Overlay Network not Working on Multi Host environment

Hi Experts …
I am trying to follow a simple overlay network tutorial on my Development environment with TWO MacOS hosts and still could not reach a working Condition
I am following this tutorial : Networking with overlay networks | Docker Documentation

My Environment

Mac1 : Catalina with en0 at 192.168.0.189 and Docker Desktop for Mac 4.1.1 , Engine : 20.10.8
Mac2 : Monterey with en0 at 192.168.0.150 and Docker Desktop for Mac 4.3.2 , Engine : 20.10.11

My Goal would be have a POSTGRES SERVER container running on Mac1 accessible from a
POSTGRES Client container running on Mac 2

I have setup the ports accessible by temporarily turn MacOS Firewall off

I can execute the Step 1 on Mac1 ( I would like this host as a MANAGER )

MAC1> $ docker swarm init

BUT when I try the step 2 on Mac2 to add a WORKER Node wit

MAC2> $ docker swarm join --token <your_token> <your_ip_address>:2377

I GOT this error

rpc error: code = Unavailable desc = connection error: desc = "transport: Error while dialing dial tcp 192.168.0.189:2377: connect: no route to host"
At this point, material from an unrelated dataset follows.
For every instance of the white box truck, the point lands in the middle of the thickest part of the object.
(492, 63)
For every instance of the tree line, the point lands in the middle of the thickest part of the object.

Both MACs are on the same Network and I can ping each other by IP and name

I checked a lot of swarm documents and no one mention any other steps to setup so … I would like to check if someone faced a similar scenario

Updating that after get docker daemon network subnet to default 19.2.168.65.0/24 I got a different error during join
desc = “transport: Error while dialing dial tcp 192.168.65.3:2377: connect: connection refused”

But this is crazy because MacOS firewall is TURNED OFF

Are you trying to join the swarm cluster using the IP address of the virtual machine on the manager Mac? Because that won’t work. You have to use an IP address which is available from other machines. It is not clear to me which IP address belongs to which of your networks but based on the interface name (en0) I guess 192.168.0.189 is an IP on your LAN network and yet you got “no route to host” when you used thatIP address. Then you wrote you updated the docker daemon network to the default and the IP address was 192.168.65.3 which is really in the default IP range the virtual machine has.

1 Like

Hey @rimelek thanks per your interest …

Well 192.168.0.189 (Mac1) and 192.168.0.150(Mac2) are the LAN ip Address ( from cabled ethernet interface )

What I have mentioned about subnet is what I can see on Docker Desktop in Preferences → Network screen (Hope that MAC1 Screen shot upload works )

I could see that eve without any change … the subnet value(192.168.65.0/24) are the same on the MAC2 Docker for Desttop

I think that setting is just to avoid using the same LAN IP range as your local network. Use your host IP address to join the cluster without changing the Docker subnet unless your have an other existing network (virtual or physical) with a colliding IP range.

1 Like

yes …that is my current status but … for some reason … I am getting connection refused even with firewall off
Still Researching

Can you show the join command? You can replace the token with a placeholder.

Yes …
so, here is my init

MAC1> $ docker swarm init ( MAC1 have 192.168.0.189 lan address en0) and get the following output

Swarm initialized: current node (i3llbiiyoh1mr9578mlv543u5) is now a manager.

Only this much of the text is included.